値段が半額になるとか、相当のインパクトがないとお客さんにとってはメリットが全くないわけですよ。
それ以前に、ほとんどのお客様は
メモを送信することすらめんどくさいというか、書き出すことすらめんどくさいので、工事現場から内容を口頭で注文するわけです。
書き出したのはFAXで送ったりすることもたまにあります。
でも、それもめんどくさいのでほぼほぼ電話で注文です。
音声認識は最近は非常に性能もあがっているのですが、
「ひょっとこ」とか「ストレート」とか言われたときにそれが何を指し示しているのか、まだまだITは実装できません。
以前楽天のチャットボットによる問い合わせをしてみたんですけど、弊社の注文をさばくのは当分は無理そうだなぁと思いました。
そもそも「給 420」が「両ねじ給水管 13mmx420mm」という商品を指し示すなんてわかんないですよ。
OCRでメモをテキスト化して出荷伝票に取り込むというようなことも、書式であるとか記入欄を厳密にするなどしないとムリなわけですけれども、お客様は「そんなんメンドイ」わけですよ。
現場によって必要な材料の種類も個数も違うので定型化することが難しい、というかできないのが、建築リフォームの末端の現実です。
地図情報であるとか共有するといい部分はあるのですけれども、こと受発注についてはこれ以上はデジタル化するのはむりな気がします。
こうなってくると「注文する必要がない」という斜め上のレベルから対応することを考えるといいのかもしれませんが、思い浮かびません。それがどういう状況なのか。

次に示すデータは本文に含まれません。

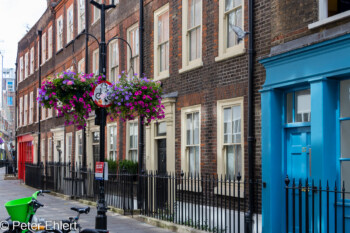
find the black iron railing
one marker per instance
(206, 202)
(34, 175)
(316, 207)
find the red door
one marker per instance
(25, 154)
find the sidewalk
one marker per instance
(57, 209)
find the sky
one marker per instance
(16, 17)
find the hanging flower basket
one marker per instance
(69, 94)
(133, 96)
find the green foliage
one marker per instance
(128, 165)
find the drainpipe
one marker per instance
(39, 109)
(141, 128)
(16, 106)
(86, 71)
(251, 138)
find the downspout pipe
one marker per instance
(86, 72)
(141, 128)
(251, 137)
(16, 120)
(39, 109)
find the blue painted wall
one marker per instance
(317, 67)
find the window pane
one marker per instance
(196, 128)
(302, 106)
(192, 161)
(135, 135)
(344, 140)
(197, 159)
(190, 19)
(131, 131)
(161, 129)
(238, 159)
(289, 108)
(227, 125)
(189, 129)
(345, 176)
(228, 5)
(197, 12)
(229, 162)
(345, 98)
(236, 129)
(194, 42)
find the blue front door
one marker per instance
(298, 157)
(298, 153)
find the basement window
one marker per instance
(337, 6)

各家庭にお風呂もトイレも台所もない、洗面所ももちろんない、そういう生活が当たり前になれば住宅設備機器用の配管資材なんて必要なくなるとは思いますが、住宅からお風呂やトイレがなくなってしまうとは考えられないです。
ということは注文はあるということ、お客様にとって、最も楽チンでお気軽で手間がかからない注文方法としては「現場から思いつくままに電話で行う」に勝てる手段はいまのところないと思っています。

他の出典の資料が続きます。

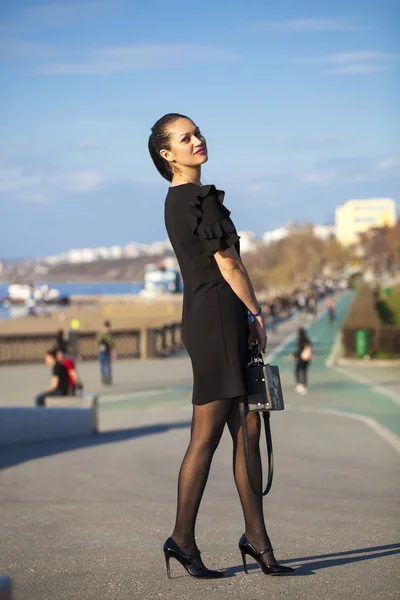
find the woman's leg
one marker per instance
(305, 377)
(297, 372)
(207, 426)
(252, 504)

ちなみに弊社のお客様は低層住宅(平屋・2階建て、3階建てアパート)の水道設備工務店様が9割以上であり、高層マンションとか、大口径本管工事(300以上)の施工現場はほぼ取り扱っていません。
相当賢いAIが誕生すればチャットボットで注文をさばくということもありえるとは思いますが、まだ先だと思います。
どのくらいの賢いAIになればいいのかというと、認識ミスが500回に1回くらいでまぁ及第点になるかどうかではないか?
だと考えています。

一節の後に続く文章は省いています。